Einer der Hauptvorteile von selbst zubereitetem gegenüber Fertigfutter ist, dass man den Welpen und Junghund in den sensiblen Phasen ganz individuell und bedarfsgerecht mit Nährstoffen versorgen und unterstützen kann. Dadurch ist eine individuelle Versorgung sogar besser möglich als mit einem Fertigfutter. Denn nicht immer passt der einzelne Hund ins durchschnittliche Schema eines kommerziell konzipierten Futters. Und auch die Prozentsysteme zur Futtermengen-Ermittlung (z.B. beim BARFen) werden den Nährstoffbedürfnissen in der Regel nicht gerecht. Denn: ein kleiner Hund ist kein halber großer Hund. Nicht nur die sensiblen Wachstumsphasen unterscheiden sich zwischen Hunden kleiner und großer Rassen, sondern auch die Ansprüche an einzelnen Nährstoffen für den Baustoffwechsel und den Energiestoffwechsel.

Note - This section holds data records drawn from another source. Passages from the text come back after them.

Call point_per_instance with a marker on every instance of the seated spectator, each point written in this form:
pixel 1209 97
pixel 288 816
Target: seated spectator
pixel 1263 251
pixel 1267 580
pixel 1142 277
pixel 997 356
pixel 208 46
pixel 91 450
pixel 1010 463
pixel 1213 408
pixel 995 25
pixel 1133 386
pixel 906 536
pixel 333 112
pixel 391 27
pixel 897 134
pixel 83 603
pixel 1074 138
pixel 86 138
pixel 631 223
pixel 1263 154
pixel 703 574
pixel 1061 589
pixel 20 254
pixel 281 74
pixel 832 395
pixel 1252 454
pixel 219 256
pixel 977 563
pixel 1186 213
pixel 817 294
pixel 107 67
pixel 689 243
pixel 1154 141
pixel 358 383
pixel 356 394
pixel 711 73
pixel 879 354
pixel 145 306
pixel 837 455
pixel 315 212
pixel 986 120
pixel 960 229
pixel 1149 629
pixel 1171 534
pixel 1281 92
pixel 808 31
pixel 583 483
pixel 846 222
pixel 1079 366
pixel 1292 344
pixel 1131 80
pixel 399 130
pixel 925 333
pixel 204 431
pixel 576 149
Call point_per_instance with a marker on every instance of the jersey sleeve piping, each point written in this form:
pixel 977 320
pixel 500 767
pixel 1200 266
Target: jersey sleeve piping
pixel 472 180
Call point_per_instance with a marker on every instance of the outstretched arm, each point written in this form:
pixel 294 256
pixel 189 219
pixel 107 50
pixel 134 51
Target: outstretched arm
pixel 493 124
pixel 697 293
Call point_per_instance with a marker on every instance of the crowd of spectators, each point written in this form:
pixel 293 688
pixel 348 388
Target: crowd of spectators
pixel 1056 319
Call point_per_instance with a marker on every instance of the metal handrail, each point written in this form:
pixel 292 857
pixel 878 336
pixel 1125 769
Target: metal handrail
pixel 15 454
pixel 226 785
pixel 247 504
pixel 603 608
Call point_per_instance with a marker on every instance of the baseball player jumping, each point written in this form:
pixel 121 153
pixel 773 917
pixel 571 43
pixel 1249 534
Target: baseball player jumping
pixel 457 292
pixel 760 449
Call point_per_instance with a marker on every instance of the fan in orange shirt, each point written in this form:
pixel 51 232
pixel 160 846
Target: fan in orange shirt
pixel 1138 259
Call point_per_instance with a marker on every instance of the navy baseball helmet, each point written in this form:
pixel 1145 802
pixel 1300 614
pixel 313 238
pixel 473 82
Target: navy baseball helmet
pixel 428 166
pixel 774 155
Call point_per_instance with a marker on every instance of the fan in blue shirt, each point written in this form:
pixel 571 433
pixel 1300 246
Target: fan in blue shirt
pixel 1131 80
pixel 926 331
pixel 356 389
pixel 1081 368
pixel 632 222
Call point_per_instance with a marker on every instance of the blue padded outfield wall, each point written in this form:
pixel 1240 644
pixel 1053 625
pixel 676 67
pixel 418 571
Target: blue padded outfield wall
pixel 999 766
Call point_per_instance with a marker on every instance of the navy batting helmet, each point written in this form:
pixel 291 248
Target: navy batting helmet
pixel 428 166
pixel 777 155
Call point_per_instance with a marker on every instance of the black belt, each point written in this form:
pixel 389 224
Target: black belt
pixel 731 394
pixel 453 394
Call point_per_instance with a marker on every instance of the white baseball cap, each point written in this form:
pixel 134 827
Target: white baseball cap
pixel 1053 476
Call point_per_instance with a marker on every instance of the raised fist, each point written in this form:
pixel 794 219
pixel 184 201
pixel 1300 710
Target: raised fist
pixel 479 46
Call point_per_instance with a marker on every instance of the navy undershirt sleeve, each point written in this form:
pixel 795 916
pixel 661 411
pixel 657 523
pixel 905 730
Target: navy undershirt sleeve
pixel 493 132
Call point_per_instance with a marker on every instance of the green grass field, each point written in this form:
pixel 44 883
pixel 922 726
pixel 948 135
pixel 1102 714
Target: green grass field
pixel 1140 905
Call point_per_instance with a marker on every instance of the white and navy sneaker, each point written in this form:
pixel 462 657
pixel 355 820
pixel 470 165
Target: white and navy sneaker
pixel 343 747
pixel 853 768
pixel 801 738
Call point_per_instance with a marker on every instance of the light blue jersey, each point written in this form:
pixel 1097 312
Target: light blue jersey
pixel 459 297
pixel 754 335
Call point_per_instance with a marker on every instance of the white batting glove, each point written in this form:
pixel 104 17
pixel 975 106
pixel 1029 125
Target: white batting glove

Ein Beispiel: je größer die Rasse, desto niedriger ist der Energiebedarf. Das klingt zuerst paradox, begründet sich aber beispielsweise durch das niedrigere Aktivitätslevel großer Hunde und dadurch, dass ihre Körperoberfläche im Verhältnis zur Masse geringer ist als bei einem kleinen Hund. Ein Chihuahua muss also mehr Energie aufbringen, um seine Körpertemperatur zu halten als ein Berner Sennenhund. Aber nur, weil der Energiebedarf niedriger ist, benötigen Hunde großer Rassen nicht weniger Nährstoffe für ihren Baustoffwechsel -  also die Nährstoffe für das Nervensystem, das Skelett und die Muskeln. Gerade im Wachstum muss daher bei diesen Hunden die Balance gefunden werden zwischen moderater Energiezufuhr einerseits und bedarfsorientierter Nährstoffzufuhr andererseits.

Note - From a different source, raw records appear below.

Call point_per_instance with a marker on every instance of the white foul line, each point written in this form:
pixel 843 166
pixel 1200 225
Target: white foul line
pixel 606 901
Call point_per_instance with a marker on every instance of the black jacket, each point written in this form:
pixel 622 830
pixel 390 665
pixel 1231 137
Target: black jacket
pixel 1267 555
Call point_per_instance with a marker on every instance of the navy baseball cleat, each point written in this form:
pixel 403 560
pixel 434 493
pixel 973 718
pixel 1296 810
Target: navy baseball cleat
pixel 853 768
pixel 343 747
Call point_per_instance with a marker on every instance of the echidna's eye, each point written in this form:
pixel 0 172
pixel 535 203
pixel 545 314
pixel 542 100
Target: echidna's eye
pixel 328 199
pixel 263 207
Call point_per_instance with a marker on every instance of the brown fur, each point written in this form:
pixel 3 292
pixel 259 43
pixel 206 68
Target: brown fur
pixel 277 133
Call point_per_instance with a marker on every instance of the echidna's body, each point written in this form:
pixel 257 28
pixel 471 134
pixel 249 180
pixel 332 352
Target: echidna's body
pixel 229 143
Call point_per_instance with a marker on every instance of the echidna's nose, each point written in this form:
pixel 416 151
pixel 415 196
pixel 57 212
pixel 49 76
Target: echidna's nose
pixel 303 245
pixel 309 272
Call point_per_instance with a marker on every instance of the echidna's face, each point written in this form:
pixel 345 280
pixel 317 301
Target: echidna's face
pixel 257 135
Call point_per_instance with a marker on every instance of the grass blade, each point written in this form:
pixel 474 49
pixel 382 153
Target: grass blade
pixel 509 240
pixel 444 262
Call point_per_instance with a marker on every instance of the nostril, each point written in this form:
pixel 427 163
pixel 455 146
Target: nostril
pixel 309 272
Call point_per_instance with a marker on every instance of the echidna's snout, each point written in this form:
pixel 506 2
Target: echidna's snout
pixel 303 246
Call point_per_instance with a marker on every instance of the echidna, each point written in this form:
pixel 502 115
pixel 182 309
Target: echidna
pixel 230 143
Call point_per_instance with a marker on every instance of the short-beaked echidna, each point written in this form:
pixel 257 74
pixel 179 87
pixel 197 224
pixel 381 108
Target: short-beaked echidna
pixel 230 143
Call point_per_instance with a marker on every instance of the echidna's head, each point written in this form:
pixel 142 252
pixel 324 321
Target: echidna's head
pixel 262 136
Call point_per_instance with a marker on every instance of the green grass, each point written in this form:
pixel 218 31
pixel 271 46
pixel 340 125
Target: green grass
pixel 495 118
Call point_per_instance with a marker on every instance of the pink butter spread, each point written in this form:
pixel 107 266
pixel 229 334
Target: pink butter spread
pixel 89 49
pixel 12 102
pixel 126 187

Der Bedarf an einzelnen Nährstoffen unterscheidet sich zwischen den einzelnen Rassetypen um das 3- bis 5-fache. Das ist einer der Gründe, warum sogenannte „Barf-Menüs“ oder "Pi-mal-Daumen"-Fütterung nicht empfehlenswert sind und es schneller zu Fehlversorgungen kommen kann. Gesunde Skepsis ist immer dann angebracht, wenn ein Futtermittel oder eine Nährstoffergänzung damit wirbt, den Hund „mit allem was er braucht“ zu versorgen. Das ist schlichtweg nicht möglich.

Welche Ernährung passt zu meinem Hund?

Eine individuelle Ernährungsberatung mit Rationsüberprüfung ist also insbesondere in der Phase des Wachstums besonders sinnvoll, um zu prüfen:

Hundeernährung: Fehlversorgungen und Spätfolgen.

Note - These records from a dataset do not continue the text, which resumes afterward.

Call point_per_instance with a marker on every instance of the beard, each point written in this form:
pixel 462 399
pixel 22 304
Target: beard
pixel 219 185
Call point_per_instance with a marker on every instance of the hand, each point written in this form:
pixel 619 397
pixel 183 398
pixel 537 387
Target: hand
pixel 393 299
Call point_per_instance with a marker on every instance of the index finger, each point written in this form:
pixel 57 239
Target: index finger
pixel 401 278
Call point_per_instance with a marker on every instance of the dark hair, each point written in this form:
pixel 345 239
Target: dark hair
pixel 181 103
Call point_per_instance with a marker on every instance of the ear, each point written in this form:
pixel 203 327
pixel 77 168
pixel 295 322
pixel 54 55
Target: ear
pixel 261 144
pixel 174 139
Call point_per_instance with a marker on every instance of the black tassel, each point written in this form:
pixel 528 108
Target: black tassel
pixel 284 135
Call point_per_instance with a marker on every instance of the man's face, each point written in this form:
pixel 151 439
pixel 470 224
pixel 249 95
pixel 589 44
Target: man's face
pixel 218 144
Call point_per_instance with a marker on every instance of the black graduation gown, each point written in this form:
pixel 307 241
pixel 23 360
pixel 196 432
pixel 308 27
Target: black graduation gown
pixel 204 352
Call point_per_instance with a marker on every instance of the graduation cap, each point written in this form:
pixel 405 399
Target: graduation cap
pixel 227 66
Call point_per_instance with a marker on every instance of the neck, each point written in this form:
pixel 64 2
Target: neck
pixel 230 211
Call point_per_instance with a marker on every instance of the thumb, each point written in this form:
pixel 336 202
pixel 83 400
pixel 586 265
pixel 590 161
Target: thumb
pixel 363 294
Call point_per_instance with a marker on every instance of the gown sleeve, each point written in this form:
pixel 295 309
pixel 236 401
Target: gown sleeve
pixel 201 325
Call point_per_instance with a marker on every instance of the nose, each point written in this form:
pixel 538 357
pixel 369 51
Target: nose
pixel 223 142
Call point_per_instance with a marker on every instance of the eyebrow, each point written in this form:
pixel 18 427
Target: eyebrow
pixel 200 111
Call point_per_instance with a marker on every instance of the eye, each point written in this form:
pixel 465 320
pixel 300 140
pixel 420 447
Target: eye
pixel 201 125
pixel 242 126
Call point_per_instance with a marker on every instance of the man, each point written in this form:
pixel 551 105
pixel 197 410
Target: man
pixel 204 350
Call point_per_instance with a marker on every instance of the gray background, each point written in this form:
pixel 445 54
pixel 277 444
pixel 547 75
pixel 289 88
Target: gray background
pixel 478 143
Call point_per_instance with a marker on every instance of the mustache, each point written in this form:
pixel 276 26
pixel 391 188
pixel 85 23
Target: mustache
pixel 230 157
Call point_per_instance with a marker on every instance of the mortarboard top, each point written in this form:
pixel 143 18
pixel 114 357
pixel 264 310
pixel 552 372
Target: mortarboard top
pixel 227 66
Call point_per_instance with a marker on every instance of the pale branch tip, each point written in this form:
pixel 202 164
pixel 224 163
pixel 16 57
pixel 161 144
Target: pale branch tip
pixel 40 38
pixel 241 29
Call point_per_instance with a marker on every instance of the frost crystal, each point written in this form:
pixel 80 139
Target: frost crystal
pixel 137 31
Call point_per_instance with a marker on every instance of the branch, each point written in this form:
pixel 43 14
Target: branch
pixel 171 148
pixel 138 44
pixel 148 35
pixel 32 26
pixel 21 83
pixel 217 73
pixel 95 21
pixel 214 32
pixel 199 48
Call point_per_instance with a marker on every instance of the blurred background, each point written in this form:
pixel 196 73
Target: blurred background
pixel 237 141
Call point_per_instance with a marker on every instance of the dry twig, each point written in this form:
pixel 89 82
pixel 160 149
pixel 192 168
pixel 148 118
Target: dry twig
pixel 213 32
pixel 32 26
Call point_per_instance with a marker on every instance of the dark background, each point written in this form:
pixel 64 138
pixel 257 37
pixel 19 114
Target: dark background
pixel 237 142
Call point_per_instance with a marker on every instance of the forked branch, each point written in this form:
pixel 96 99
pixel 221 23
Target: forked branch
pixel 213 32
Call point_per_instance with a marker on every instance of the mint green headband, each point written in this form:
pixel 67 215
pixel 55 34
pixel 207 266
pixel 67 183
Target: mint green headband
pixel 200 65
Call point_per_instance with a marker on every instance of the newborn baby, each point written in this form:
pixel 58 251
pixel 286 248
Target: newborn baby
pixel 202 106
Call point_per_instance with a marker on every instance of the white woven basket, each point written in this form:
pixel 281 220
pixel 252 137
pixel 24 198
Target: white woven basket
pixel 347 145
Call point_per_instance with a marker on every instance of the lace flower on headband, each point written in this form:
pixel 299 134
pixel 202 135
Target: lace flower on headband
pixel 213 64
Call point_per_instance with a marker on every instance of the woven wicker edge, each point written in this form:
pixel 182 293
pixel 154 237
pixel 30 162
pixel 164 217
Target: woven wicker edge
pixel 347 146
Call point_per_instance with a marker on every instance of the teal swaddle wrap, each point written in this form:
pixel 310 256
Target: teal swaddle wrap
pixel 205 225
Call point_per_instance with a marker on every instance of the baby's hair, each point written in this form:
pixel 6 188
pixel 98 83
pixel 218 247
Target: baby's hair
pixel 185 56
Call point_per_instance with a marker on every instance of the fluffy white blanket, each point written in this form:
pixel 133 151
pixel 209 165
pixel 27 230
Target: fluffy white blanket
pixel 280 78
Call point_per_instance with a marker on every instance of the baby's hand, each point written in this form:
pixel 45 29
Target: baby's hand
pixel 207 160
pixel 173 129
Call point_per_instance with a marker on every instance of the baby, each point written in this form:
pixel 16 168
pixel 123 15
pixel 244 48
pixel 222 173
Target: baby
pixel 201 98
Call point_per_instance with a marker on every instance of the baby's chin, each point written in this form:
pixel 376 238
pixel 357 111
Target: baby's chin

Viele Tierärzte stehen dem Zubereiten eigener Futterrationen (BARF, PREY) skeptisch gegenüber - und das ist durchaus nachvollziehbar. Denn ein Großteil der überprüften Rationen weist Fehlversorgungen auf.  Dieser Eindruck hat sich auch in meiner Praxis im Rahmen der Erstberatungsgespräche bestätigt. Weder Welpen, noch Junghunde oder erwachsene Hunde können mit einem „BARF Komplettmenü“ bedarfsorientiert und individuell versorgt werden. Fehlinformationen, die im Internet kursieren, machen es selbst Hundebesitzern, die umfassend recherchieren, oft schwer, eine bedarfsorientierte Ration zu erstellen. Fehlversorgungen können sich langfristig negativ auf die Gesundheit und auch auf das Verhalten auswirken. Wichtig: physiologische Funktionsstörungen einer Über- oder Unterversorgung zeigen sich in der Regel erst nach vier bis fünf Jahren. Krankheiten fallen nicht vom Himmel - es gibt immer eine Ursache. Hierzu gehören körperliche (Fehlernährung, Fehlbewegung) ebenso wie soziale Ursachen (Dauerstress, Unter- oder Überforderung primärer Instinkte). 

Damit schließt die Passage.